Analysing the situation and the conditions in which the Japanese resistance was tottering in the year 1945, one comes to the inescapable conclusion that there was no need for the Americans to destroy two Japanese cities along with its population, causing hundreds of thousands of casualties among the civilian population and many more due to radiation afterwards. It was the most savage war crime ever committed against one country by the other. In the estimation of President Truman, American lives were much more precious than the Japanese. And if two hundred thousands or more Japanese were killed while saving a few hundred American lives, it was not a bad bargain.

The fact remains that the American leaders were not sure about the post-World War II conduct of the Soviet Union in international interactions. The Communist army had already occupied Hungary and Rumania by the middle of 1945 and the Americans were pretty sure that the Soviet Union would not withdraw its forces from these European countries. Revelling in euphoric, almost fiendish delight after the explosion of the first ever nuclear device in the desert of New Mexico, the Americans thought they could impress the Communist Soviet Union only by the use of atom bombs against their Japanese foes. Little did they realize that by the dropping of atom bombs, the American would trigger off a nuclear arms race between them and the Soviets.

By a supreme irony, the same American leaders, who dropped atom bombs on innocent Japanese civilians in August 1945, have now assumed the role of a pontiff and are urging other nations not to produce nuclear weapons. Fifty-seven years after the massive killing of unarmed Japanese civilians by atom bombs (in two Japanese cities in violation of Geneva Convention), the US Administration is trying to convince the people of the world that weapons of mass destruction would not be safe anywhere in world except in the United States. They argue that no country has the right to produce or possess atomic weapons, not even as a deterrent to keep its enemies away from its borders. Not only that, the American leaders have arrogated the right to attack those countries which, in their perceptions, are engaged in producing weapons of mass destruction. At a Pentagon Press conference he addressed on July 23, US Defence Secretary Donald Rumsfeld even went to the extent of asserting that “a US military strike on Iraq or any other country developing nuclear, chemical or biological weapons would essentially be ‘in self-defence’”.
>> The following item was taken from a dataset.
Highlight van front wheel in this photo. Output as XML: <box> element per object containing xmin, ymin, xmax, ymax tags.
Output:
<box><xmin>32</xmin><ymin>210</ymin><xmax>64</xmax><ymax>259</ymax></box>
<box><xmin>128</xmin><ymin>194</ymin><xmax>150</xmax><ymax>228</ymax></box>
While on the one hand, US leaders continued the production of weapons of mass destruction, on the other, they have never expressed even an iota of remorse or a sense of collective guilt after killing so many innocent Japanese civilians. The dropping of atom bombs on civilian population and the destruction of two Japanese cities in its wake were crimes against humanity, which should have been taken cognizance by international community. As a nation, the United States should have been tried in International Court of Justice, or in a special war tribunal created by the United Nations for committing such horrendous crime against humanity.